Recently an intergenerational team from our church, Hillside Community, ran a half-marathon as part of Team World Vision to raise nearly $90,000 for clean water initiatives globally.
Hannah is a 15-year old who offered her own reflections afterward on how this experience became about much more than running:
I always wanted to be able to run a marathon or at least a half. I had watched my brother run multiple marathons and it always looked like so much fun, but I never had enough motivation to actually do it. When the half marathon was announced in church I had just been thinking more about how I really wanted to run long distance and this seemed like the perfect opportunity to run, get more involved at church, and help a good cause in Africa.
At a lot of church events in the past, I have felt uncomfortable. As a shy person who doesn’t do well with events totally based on social interaction, I never thrived with the rambunctious games or long, unorganized periods of “socializing time.” Going into training, I was afraid it might be the same, but it turned out to be completely the opposite.
I was able to connect with different generations of the church: people my parents are friends with, but who I have never really gotten to know because we have been constantly isolated with only our own age groups at church activities. There were only a handful of people my age running the race, which surprised me at first, but over the course of months of training, I grew incredibly close to each of them.
Running 13.1 miles this morning, I saw all of these relationships and truly understood how close a church family is meant to be. As I ran, I would see others from our team and we would cheer for each other, shout encouragement across the sea of runners, and keep going, knowing that we were each backed by 200 others all doing the same activity together on a chilly January morning. As I passed the mile 13 marker, the cheers of other Hillsiders pushed me to the finish line.
Afterwards we talked with one another; real, deep conversations about how we have changed over these past few months. It dawned on me that perhaps for the first time in my fifteen years at Hillside, I feel like I belong, like I am a valued piece of something bigger than myself: a community of believers who all truly love one another.

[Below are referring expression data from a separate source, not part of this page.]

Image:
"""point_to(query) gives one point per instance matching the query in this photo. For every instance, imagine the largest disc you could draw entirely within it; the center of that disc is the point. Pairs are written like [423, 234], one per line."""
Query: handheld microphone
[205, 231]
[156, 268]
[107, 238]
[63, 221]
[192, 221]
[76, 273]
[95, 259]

When I started training, I would have said that I run to be as impressive as my brother, to have that medal around my neck instead of simply being the little sister at the finish line. But over these months, my view has changed. Now I would say that I run to connect with the church, to form bonds that will last a lifetime. We have all experienced a lot over the past few months: moments of joy and moments of sorrow, moments of peace and moments of pain, but what was most important was that we could all share these moments together. A true church family, united by a cause and a God much bigger than any of us could ever imagine.